Combined, this is the expressive, beautiful bride of Christ.
Our worship of course, should come from the fullness of our hearts. If we sing, it must be because our hearts are bursting with joy and a desire to praise our God, His Son and Holy Spirit. When we pray it must be because we want, desire, MUST speak with our God. If someone speaks, it must be because the Spirit has moved him or her to speak of the glory of God and to testify of their experience of it.
We must worship with a full heart in earnest desire of our God.
John Piper, in “Desiring God” writes of dutiful worship in this way. He tells a story of bringing home flowers for his wife. Delighted, she says “thank you so much Johnny, they are beautiful”. The husband in the story responds, “Think nothing of it, wife. It is my duty!”
If you think this is a good response, you aren’t married.
Do you truly think that God takes pleasure in dutiful worship? Dutiful service? Or does he seek our spontaneous, authentic worship?
Actively pursuing an authentic, passionate form of worship can only please Him.
Actively Seeking the Will of God
As believers, our first priority is to seek diligently the will of God in prayer. Having done so, we must be open to the urgings of the Spirit. Our relationship with Church as the expression of God’s will is predicated on our being open to the will of God.
I suggest that many of us become very dulled to the voice of God. Our communion with Him is often fairly unidirectional and not from God to us. God speaks to us in His word but only if we read with an open mind and a ready heart. We must have a conversational relationship with Him.
I recommend Dallas Willard’s “Hearing God: Developing a Conversational Relationship with God“.
Trust the Purpose
Trust the process. God enlightens us and guides us through a process.

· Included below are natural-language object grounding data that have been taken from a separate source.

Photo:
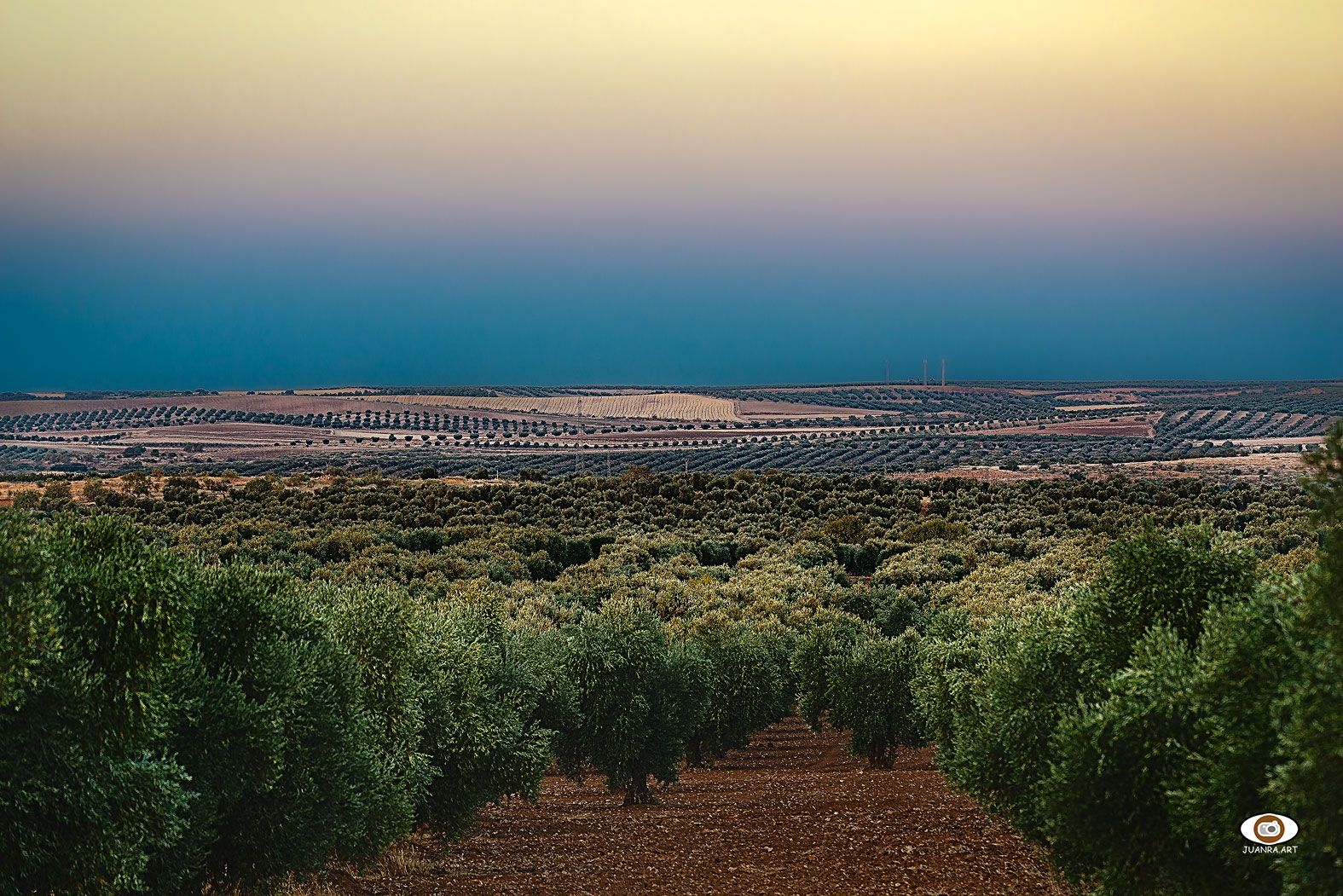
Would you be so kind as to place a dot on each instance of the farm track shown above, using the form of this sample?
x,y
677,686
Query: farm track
x,y
793,813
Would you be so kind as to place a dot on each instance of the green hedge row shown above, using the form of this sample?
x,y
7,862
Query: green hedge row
x,y
1132,728
168,725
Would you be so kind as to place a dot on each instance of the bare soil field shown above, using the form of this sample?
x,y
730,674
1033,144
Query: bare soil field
x,y
1131,426
789,410
793,813
1096,408
653,406
1280,465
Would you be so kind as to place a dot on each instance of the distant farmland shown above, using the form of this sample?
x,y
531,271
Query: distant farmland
x,y
971,429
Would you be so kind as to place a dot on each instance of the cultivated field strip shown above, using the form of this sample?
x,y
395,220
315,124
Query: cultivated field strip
x,y
656,406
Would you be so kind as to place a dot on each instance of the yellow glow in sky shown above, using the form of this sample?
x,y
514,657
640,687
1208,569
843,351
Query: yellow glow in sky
x,y
1179,109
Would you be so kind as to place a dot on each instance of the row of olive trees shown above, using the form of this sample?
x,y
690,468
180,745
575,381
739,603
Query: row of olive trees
x,y
167,725
1132,728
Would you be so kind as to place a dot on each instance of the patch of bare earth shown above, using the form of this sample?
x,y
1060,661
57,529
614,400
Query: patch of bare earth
x,y
793,813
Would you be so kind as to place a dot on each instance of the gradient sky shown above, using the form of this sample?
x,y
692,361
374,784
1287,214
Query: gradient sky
x,y
645,191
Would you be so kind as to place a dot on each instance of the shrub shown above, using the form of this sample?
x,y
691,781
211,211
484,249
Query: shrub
x,y
869,697
91,622
640,697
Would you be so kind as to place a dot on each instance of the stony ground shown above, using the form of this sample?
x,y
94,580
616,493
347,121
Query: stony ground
x,y
790,814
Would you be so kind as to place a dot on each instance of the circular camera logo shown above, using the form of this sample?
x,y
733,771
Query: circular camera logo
x,y
1268,830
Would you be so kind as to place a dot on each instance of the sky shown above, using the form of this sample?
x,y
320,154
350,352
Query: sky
x,y
252,194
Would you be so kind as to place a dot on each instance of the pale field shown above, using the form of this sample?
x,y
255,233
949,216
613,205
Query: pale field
x,y
1287,440
217,484
651,406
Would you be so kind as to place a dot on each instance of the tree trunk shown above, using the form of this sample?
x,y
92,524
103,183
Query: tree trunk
x,y
637,791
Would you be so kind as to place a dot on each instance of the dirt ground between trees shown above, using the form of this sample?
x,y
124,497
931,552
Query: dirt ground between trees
x,y
794,813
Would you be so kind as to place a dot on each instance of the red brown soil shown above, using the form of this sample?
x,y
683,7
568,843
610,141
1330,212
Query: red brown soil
x,y
794,813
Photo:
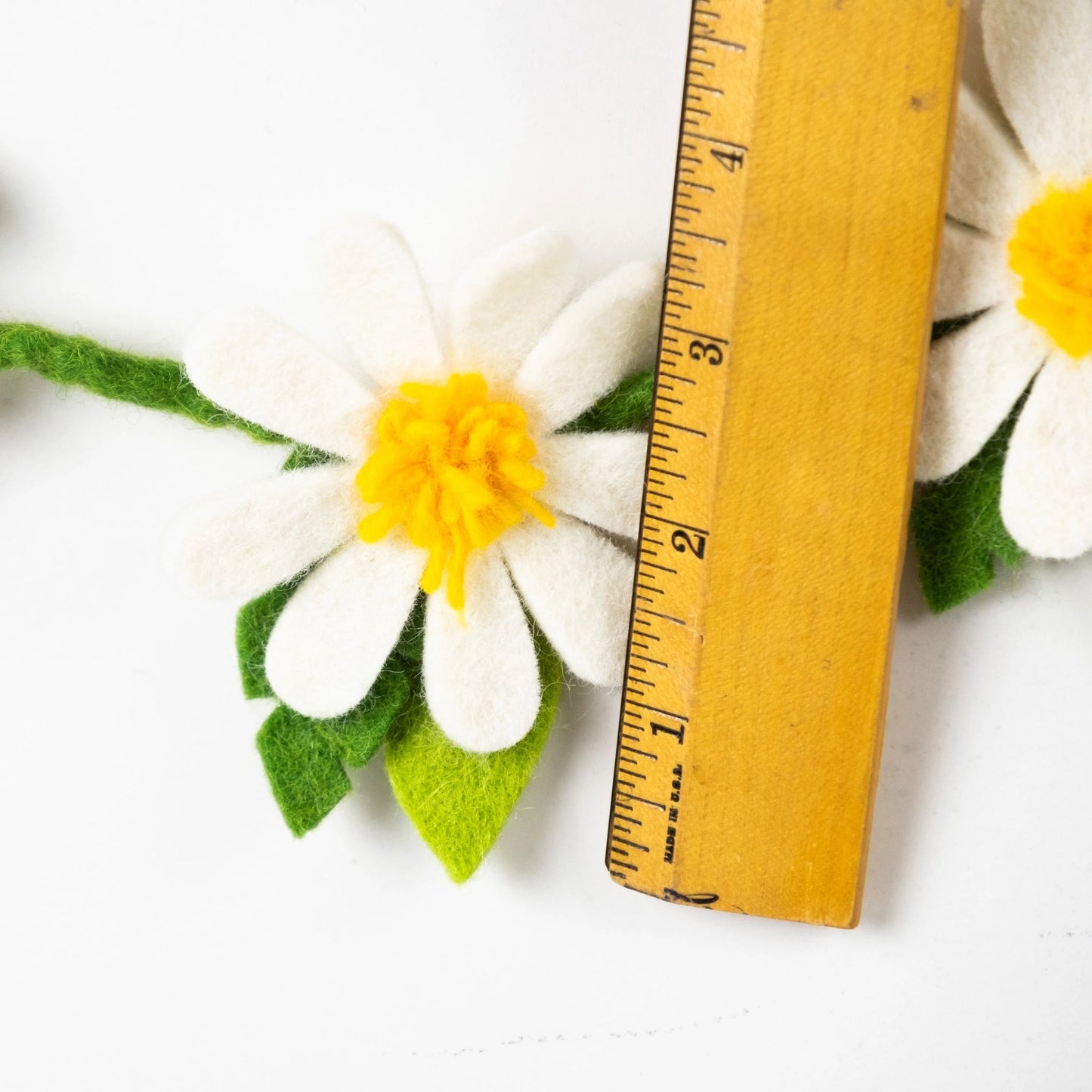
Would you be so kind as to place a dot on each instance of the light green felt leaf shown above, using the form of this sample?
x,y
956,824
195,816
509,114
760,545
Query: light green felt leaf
x,y
153,382
957,530
459,802
628,405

Many things that I think today took many years to learn and many life experiences to guide me through. It’s a process and it takes time. Allow it to do so.

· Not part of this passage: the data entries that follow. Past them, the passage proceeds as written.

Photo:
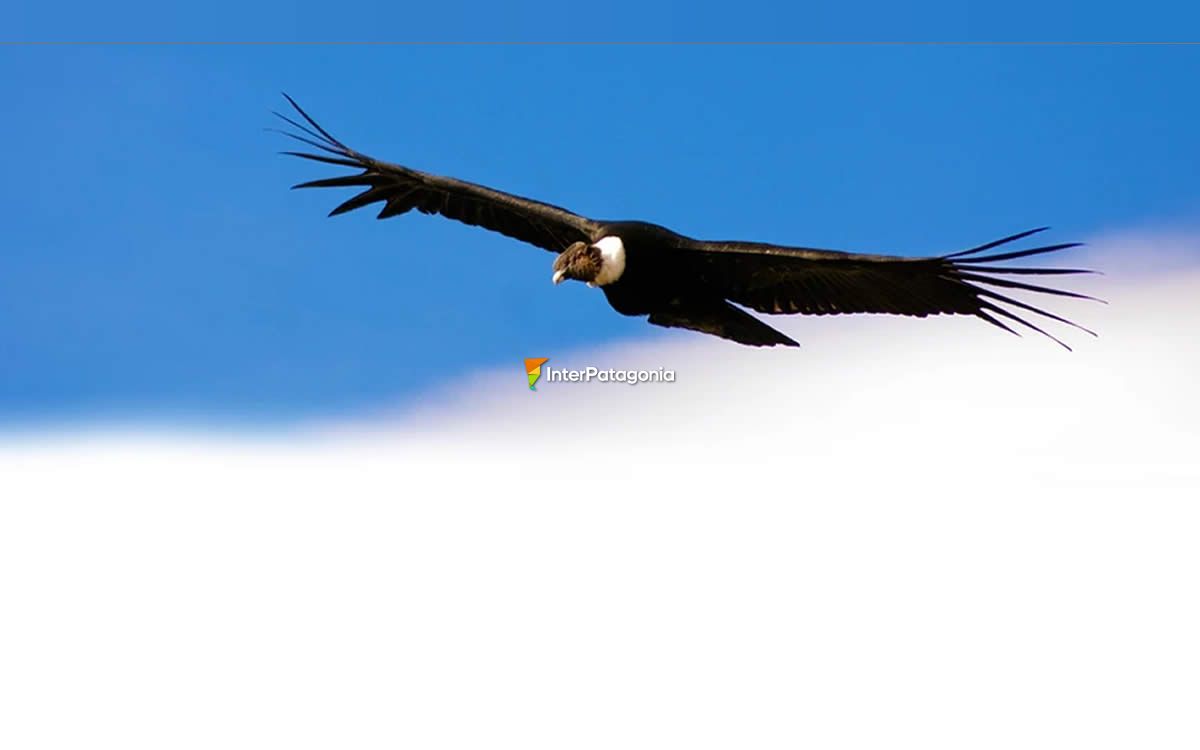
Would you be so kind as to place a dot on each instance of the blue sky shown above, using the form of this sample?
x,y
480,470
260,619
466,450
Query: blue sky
x,y
155,263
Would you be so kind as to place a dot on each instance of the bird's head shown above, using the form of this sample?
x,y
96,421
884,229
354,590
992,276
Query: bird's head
x,y
581,262
597,264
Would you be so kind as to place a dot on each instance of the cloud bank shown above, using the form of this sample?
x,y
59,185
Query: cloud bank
x,y
921,533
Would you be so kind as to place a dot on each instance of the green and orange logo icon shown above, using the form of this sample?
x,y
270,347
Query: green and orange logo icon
x,y
533,369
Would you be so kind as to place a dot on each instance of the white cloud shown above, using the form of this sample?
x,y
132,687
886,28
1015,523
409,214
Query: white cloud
x,y
916,533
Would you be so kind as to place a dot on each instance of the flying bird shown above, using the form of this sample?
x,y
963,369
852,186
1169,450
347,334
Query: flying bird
x,y
677,281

Listen to the spiritual conversations you have, allow God’s word to ferment in your mind and be willing to listen when God speaks through others. Have faith that He will guide you.
Reframe your Relationship with Church
Church must be that one place where we put aside social stuff and instead experience joy together in our shared devotion. In this, we can reframe our relationship with Church.

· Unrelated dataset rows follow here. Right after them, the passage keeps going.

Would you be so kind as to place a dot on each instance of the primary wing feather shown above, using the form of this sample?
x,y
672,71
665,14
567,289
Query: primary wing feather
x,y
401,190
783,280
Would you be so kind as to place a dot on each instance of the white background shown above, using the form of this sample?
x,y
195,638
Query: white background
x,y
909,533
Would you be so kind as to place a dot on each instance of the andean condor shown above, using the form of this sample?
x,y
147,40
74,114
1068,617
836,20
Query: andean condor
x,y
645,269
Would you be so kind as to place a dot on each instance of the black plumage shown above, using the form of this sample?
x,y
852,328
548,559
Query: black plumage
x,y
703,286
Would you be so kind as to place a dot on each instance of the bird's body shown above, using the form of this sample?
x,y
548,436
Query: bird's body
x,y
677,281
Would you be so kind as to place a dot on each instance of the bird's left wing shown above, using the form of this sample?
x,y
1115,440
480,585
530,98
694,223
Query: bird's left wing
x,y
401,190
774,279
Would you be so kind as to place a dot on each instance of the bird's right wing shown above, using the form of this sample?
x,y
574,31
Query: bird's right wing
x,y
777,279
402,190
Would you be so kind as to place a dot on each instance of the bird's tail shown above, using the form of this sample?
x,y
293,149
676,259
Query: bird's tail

The Monday Morning Test is simple. Are you still humming the songs you took joy in presenting to God on Sunday the following Monday morning? (ref Frank Viola’s Pagan Christianity?) Do you find yourself wanting to speak to others about a particular testimony of God working in someone’s life that you discussed on Sunday? Are you wanting to get together with your brothers and sisters to engage in worship once more?
In short, is your life together in the Body of Christ an ongoing, authentic relationship with each other and with God?
If you can answer in the affirmative, then perhaps you have reframed your relationship with the Body of Christ.